Primary mouse hepatocytes were isolated and subjected to seCLIP following published procedures by Eclipse Biosciences46,81 (La Jolla, CA). SRSF3 was precipitated using mouse monoclonal 7B4 anti-SRSF3 antibody (1:100 dilution, ATCC CRL-2384, Manassas, VA). CLIP reads were aligned to the mouse mm10 genome then peaks of SRSF3 binding were identified using the HOMER suite82 or using Pureclip47. Sequences enriched at the crosslink sites identified by Pureclip were analyzed using DREME48 to identify conserved motifs and FIMO49 to find individual occurrences. Alternative splicing events and SRSF3 binding were co-visualized on individual genes using IGV83. Correlation of SRSF3 binding peaks and alternative splicing events was performed using custom scripts in R. Splicing events were called as SRSF3-dependent if they were altered in the SRSF3 knockout hepatocytes with p < 0.05 and contained a SRSF3 binding peak that mapped to < 1000 nt from the splicing event.

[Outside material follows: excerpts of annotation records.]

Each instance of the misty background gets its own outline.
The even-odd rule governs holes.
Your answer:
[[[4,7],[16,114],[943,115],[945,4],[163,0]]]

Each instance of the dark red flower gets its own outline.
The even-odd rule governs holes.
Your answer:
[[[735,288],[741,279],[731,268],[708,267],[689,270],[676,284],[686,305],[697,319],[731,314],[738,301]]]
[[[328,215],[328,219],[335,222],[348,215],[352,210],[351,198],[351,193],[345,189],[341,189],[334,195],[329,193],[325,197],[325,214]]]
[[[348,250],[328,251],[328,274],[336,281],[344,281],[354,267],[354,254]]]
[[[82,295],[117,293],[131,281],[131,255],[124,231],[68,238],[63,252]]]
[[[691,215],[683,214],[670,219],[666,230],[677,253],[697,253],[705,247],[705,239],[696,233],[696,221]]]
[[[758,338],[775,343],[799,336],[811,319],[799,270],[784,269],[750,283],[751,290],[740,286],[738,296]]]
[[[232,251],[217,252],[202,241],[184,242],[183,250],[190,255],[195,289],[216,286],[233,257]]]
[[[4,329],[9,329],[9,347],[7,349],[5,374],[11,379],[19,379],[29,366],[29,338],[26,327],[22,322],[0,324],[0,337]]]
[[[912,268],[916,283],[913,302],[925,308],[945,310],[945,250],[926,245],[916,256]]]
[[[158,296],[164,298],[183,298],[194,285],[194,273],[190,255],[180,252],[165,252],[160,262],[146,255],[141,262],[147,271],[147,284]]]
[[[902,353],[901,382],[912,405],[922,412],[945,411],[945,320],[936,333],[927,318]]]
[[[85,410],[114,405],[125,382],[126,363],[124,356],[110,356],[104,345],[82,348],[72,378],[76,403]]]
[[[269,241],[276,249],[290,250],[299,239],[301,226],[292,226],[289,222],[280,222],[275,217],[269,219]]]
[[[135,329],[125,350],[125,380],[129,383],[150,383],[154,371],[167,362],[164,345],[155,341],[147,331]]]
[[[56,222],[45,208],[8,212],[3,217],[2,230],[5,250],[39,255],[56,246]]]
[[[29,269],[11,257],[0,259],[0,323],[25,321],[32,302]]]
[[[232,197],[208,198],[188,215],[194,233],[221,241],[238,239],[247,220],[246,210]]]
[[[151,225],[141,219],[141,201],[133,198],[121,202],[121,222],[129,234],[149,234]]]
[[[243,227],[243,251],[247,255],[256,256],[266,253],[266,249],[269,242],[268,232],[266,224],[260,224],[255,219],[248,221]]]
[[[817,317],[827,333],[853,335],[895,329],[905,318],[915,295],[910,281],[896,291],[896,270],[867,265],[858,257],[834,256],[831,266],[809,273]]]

TCGA liver cancer data analysis (LIHC)

HCC gene counts, exon-junction counts, and metadata files were downloaded from the TCGA website. The STAR hg38-aligned TCGA gene count, splice junction and clinical data were downloaded and formatted for the Psichomics program. Gene counts and splice-junction counts were imported and annotated using human hg38 as above. Individual gene expression or alternative splicing events were visualized on violin plots. Survival analysis was performed using selected gene expression or PSI cutoffs, generating Kaplan–Meier curves and deriving Cox proportional hazard models. Correlation analysis between gene expression and an alternative splicing event was performed using Spearman rank correlation.

Immunoblot analysis

Equal amounts of cellular protein (10 μg) were separated by SDS-PAGE using 4–15% or 20% Criterion precast polyacrylamide gels (Bio-Rad), transferred to PVDF membranes (MilliporeSigma, Burlington, MA), blocked with 5% BSA for 1 h at RT and immunoblotted with primary antibodies overnight at 4 °C followed by HRP-conjugated secondary antibodies at room temperature for 1 h, washed 3× in TBS-Tween20 then developed using a chemiluminescent substrate kit (Pierce, Rockford, IL). Antibodies used for immunoblotting were mouse monoclonal 7B4 anti-SRSF3 antibody (1:1000 dilution, ATCC CRL-2384, Manassas, VA), HRP labeled anti-mouse (sc516102) secondary antibody (1:5000 dilution, Santa Cruz Biotechnology, Santa Cruz, CA). Blots were quantified using a Gel-Doc imaging system (Bio-Rad).

Statistical analysis

Data was analyzed by 1-way or 2-way ANOVA followed by Tukey multiple comparison post-test, or Students’ t-test as appropriate using Prism (Graph Pad, La Jolla, CA) or in R statistical software (v3.4.4). Normality was assessed by D’Agostino-Pearson omnibus normality test. Results were expressed as mean ± standard error and considered significant with p < 0.05. Linear regression and Chi-squared contingency table analysis was performed using Prism. Venn diagrams were generated using Venny84 or nVenn85.